Los pozos astur-leoneses son yacimientos profundos donde la extracción del mineral, a la par que penosa, es poco rentable por su precio. Además, el carbón no es de muy buena calidad por lo que aquellas industrias que siguen utilizando esta fuente de energía prefieren importar de otros países europeos donde las explotaciones son a cielo abierto, sacarlo es más fácil y sus precios más competitivos.

Son las compañías eléctricas las únicas que utilizan el carbón nacional para sus centrales y eso merced a la subvención del Estado. La Unión Europea autorizó en septiembre de 2010 que estas ayudas se prorrogaran hasta el 2014, con el argumento de que cumplían los límites fijados por Bruselas de que solo afecte al 9% de la producción total de electricidad.

Fue esta una batalla pírrica del Gobierno de Zapatero para tratar de apoyar a los mineros. Su intención era que las ayudas públicas se extendieran hasta 2018. Al final la UE cedió pero con un calendario de reducción gradual de la subvención. Fue una prórroga de la agonía dado que la crisis económica amenazaba con los recortes en todos los sectores que llegaron después.

La minería lleva recibiendo ayudas de la UE desde 1986 pero los planes de reconversión del sector han fracasado uno detrás de otro. Además, los sucesivos gobiernos han mantenido una posición ambivalente sobre la permanencia del carbón como fuente de energía alternativa ante una nueva crisis del petróleo o el gas.

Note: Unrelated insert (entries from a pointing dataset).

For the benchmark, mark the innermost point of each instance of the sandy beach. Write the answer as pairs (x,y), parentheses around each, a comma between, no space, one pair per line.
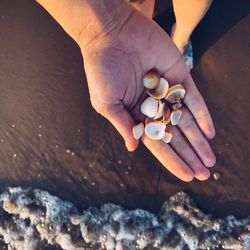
(52,139)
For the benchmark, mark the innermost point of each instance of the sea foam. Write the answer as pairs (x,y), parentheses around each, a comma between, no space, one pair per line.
(33,219)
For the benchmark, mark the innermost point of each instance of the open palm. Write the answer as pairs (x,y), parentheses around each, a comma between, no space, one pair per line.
(115,65)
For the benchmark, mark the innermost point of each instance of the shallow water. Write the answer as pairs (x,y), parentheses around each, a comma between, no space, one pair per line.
(33,219)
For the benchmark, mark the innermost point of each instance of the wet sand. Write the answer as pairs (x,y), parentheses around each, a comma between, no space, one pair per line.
(51,138)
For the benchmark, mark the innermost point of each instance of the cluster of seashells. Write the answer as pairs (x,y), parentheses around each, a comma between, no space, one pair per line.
(161,107)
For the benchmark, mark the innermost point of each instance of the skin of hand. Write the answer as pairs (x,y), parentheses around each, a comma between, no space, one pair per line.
(115,64)
(119,45)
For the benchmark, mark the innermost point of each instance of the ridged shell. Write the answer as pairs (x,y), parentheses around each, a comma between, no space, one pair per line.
(160,111)
(167,137)
(155,130)
(177,105)
(175,93)
(166,116)
(138,130)
(150,107)
(175,116)
(151,79)
(161,90)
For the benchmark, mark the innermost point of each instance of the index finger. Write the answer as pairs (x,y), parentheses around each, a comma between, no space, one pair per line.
(196,104)
(169,159)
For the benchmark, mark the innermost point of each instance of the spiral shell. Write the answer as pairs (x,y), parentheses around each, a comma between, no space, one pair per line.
(138,130)
(175,93)
(151,79)
(150,107)
(175,116)
(161,90)
(155,130)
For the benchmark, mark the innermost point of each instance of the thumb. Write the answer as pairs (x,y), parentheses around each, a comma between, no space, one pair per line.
(122,121)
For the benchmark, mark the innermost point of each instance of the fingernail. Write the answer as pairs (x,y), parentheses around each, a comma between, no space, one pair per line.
(210,161)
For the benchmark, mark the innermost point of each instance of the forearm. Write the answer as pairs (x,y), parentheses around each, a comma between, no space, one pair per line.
(84,20)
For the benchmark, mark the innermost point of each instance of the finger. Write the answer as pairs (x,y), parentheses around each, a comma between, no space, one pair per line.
(184,150)
(179,73)
(170,160)
(123,122)
(198,108)
(189,128)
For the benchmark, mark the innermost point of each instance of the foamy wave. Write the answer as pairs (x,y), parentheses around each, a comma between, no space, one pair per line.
(33,219)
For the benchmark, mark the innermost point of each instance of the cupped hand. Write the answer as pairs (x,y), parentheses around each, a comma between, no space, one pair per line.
(115,64)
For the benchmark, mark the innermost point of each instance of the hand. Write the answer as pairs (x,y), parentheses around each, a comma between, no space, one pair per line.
(115,63)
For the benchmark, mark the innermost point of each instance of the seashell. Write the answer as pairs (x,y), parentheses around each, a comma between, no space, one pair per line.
(148,120)
(160,111)
(166,116)
(167,137)
(177,105)
(138,130)
(160,91)
(175,116)
(150,107)
(155,130)
(175,93)
(151,79)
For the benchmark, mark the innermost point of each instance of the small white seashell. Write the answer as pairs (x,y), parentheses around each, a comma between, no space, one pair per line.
(175,93)
(160,91)
(175,116)
(160,111)
(167,137)
(148,120)
(177,105)
(138,130)
(166,116)
(150,107)
(151,79)
(155,130)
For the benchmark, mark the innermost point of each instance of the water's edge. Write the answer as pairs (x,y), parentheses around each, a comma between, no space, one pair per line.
(34,219)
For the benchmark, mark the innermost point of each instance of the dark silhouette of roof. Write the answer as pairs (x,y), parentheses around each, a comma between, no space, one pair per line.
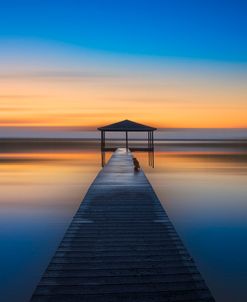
(127,125)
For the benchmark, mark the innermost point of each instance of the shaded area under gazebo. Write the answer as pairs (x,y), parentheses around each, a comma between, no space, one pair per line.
(127,126)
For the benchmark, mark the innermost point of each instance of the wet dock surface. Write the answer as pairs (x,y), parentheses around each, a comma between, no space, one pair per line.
(121,246)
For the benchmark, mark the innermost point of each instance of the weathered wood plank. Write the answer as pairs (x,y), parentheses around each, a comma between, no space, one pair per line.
(121,246)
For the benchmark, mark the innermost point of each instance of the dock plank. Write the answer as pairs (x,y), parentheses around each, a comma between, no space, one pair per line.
(121,246)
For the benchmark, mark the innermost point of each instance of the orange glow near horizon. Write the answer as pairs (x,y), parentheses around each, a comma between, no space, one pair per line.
(166,98)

Lo cierto es que solo en Asturias más de diez mil personas viven directa o indirectamente de la minería. Que su trabajo es una tradición que pasa de padres a hijos y ocupa a pueblos enteros de las cuencas del carbón.

El Gobierno de Zapatero habría hecho bien en 2010 si hubiera emprendido una verdadera reconversión industrial en las zonas afectadas dado que las ayudas estaban destinadas a desaparecer. Lo que en este momento mantiene en pie de guerra al sector es el silencio administrativo del ministro de Industria quien reitera que las ayudas se han acabado antes de tiempo y no ofrece alternativas de recolocación.

La situación es mala, hay cinco millones de parados, los recortes alcanzan a la Sanidad y a la Educación, pero los mineros se merecen una alternativa que no sea la de dejar en la indigencia a miles de familias de un día para otro. La solidaridad social, antes tan activa en este tipo de conflictos ahora languidece ante las dificultades generales. No obstante León se conmovió la otra noche al quedar tenuemente iluminada por las lámparas de miles de mineros que exigían soluciones.